De l'Assomption indivise à l'Assomption des Provinces (1845-1952).
Série des Cahiers du Bicentenaire de la naissance du P. Emmanuel d'Alzon (1810-2010)

Alumnat d’Elorrio
Le collège de Worcester s’agrandit encore. Le supérieur achète un vaste terrain de 40 acres et entreprend de bâtir de nouvelles ailes. L’argent manque, mais une souscription lancée en 1918 par la Fédération des Sociétés Catholiques Franco-Américaines permet de lever des fonds. De nombreuses quêtes viennent résorber la dette et rendent possibles les travaux d’agrandissement. En 1922, l’Ecole Supérieure est enfin terminée.

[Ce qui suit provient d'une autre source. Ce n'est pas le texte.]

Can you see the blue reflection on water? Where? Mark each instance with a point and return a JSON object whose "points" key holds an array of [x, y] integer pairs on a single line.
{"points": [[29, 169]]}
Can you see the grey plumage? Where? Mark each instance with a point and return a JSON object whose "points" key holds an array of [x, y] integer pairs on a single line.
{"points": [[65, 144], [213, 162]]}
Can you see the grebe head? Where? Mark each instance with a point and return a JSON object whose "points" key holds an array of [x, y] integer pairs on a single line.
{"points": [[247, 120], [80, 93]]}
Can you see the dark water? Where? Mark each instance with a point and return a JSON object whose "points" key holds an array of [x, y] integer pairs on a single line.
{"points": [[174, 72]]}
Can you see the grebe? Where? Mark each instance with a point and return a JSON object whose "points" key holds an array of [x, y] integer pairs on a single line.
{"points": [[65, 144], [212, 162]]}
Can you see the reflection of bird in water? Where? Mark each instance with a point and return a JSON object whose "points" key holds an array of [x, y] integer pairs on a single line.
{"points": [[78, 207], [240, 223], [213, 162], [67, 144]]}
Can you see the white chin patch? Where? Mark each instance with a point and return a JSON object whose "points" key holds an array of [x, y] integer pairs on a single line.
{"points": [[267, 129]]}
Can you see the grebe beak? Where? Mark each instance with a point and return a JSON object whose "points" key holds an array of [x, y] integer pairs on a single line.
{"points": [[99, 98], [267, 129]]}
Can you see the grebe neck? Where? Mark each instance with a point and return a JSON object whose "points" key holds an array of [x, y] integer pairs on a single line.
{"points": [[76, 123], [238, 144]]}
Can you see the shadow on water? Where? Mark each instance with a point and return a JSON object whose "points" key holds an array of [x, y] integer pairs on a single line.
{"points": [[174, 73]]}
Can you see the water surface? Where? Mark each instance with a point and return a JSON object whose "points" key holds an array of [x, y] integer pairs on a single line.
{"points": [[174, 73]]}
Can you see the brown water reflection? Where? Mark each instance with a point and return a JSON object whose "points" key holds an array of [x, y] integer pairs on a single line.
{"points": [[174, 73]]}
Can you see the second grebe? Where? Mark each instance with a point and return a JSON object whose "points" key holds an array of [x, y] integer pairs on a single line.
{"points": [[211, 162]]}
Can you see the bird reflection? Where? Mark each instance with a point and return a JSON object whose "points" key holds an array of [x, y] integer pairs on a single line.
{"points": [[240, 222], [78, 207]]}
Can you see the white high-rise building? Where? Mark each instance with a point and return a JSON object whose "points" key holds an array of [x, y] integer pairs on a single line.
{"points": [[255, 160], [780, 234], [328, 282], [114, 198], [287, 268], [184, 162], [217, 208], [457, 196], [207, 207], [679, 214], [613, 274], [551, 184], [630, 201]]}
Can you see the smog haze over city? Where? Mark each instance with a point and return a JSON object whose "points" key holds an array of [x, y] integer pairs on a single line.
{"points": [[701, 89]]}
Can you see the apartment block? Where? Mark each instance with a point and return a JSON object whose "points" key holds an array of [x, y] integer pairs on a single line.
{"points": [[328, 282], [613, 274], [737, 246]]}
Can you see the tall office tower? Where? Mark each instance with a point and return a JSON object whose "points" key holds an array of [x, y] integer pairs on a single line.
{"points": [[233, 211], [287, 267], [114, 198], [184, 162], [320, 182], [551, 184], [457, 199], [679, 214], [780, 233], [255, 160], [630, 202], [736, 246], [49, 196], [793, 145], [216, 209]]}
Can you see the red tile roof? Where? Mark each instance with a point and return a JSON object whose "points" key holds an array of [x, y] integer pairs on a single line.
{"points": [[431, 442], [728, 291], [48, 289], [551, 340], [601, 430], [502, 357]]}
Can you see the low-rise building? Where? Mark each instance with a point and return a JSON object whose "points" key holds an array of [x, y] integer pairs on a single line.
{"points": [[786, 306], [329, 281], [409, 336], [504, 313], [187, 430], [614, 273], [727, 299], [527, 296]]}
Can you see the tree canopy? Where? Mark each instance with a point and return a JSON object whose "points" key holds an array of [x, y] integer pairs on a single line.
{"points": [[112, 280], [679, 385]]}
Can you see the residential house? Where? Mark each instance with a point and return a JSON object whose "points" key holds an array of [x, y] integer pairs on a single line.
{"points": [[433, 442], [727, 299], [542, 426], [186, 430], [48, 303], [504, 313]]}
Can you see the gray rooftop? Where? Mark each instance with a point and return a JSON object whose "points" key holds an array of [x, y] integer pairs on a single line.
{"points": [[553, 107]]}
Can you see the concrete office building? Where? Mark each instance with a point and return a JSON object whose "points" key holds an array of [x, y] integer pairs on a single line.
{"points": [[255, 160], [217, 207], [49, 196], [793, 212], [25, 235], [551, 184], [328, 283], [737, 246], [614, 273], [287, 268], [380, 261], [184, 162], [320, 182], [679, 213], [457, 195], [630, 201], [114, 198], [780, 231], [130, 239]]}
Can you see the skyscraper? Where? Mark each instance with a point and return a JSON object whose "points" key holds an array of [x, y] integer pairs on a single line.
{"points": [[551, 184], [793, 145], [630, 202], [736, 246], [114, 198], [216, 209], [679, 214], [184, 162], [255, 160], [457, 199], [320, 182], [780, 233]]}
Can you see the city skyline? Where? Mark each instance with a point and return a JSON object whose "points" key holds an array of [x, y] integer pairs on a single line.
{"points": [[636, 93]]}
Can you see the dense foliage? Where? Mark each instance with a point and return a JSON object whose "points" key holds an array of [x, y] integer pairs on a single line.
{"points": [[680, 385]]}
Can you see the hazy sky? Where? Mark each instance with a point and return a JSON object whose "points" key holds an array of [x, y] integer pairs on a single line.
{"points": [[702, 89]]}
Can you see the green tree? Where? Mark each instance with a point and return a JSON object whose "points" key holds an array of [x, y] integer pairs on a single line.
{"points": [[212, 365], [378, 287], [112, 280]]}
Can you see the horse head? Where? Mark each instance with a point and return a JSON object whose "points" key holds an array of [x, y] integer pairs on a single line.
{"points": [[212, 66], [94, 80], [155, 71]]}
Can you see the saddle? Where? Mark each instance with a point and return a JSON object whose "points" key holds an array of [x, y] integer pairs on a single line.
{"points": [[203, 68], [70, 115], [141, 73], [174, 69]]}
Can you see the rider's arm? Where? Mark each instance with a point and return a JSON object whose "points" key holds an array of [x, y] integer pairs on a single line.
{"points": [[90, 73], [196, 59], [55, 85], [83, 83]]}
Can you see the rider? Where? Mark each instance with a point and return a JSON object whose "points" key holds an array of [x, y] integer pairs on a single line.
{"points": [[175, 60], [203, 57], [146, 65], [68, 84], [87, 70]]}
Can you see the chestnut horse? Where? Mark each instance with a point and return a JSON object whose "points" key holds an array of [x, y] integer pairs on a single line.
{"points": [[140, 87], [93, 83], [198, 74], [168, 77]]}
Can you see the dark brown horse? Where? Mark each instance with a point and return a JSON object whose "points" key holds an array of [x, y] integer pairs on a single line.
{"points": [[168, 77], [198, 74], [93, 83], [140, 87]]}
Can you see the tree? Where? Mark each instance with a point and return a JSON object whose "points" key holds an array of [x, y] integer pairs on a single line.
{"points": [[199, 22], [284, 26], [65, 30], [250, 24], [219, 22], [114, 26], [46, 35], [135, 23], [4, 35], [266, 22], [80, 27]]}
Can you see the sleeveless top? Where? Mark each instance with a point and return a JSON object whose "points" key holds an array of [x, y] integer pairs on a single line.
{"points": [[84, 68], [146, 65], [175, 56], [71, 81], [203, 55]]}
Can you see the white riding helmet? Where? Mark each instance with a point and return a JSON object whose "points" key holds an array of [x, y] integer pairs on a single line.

Collège de Worcester (photo non datée)
Le P. Marie-Clément Staub va rester le seul religieux présent au Canada. La maison-mère des Sœurs de Sainte-Jeanne d’Arc ouvre à Bergerville (aujourd’hui Sillery) en 1918. Il y joue son rôle de fondateur et s’occupe de la formation des sœurs. Cela ne va pas sans difficulté, l’inspiratrice doit être renvoyée de la congrégation, et le P. Staub connaît quelques différends avec ses supérieurs, certains estimant que sa présence hors de toute communauté n’est pas canonique.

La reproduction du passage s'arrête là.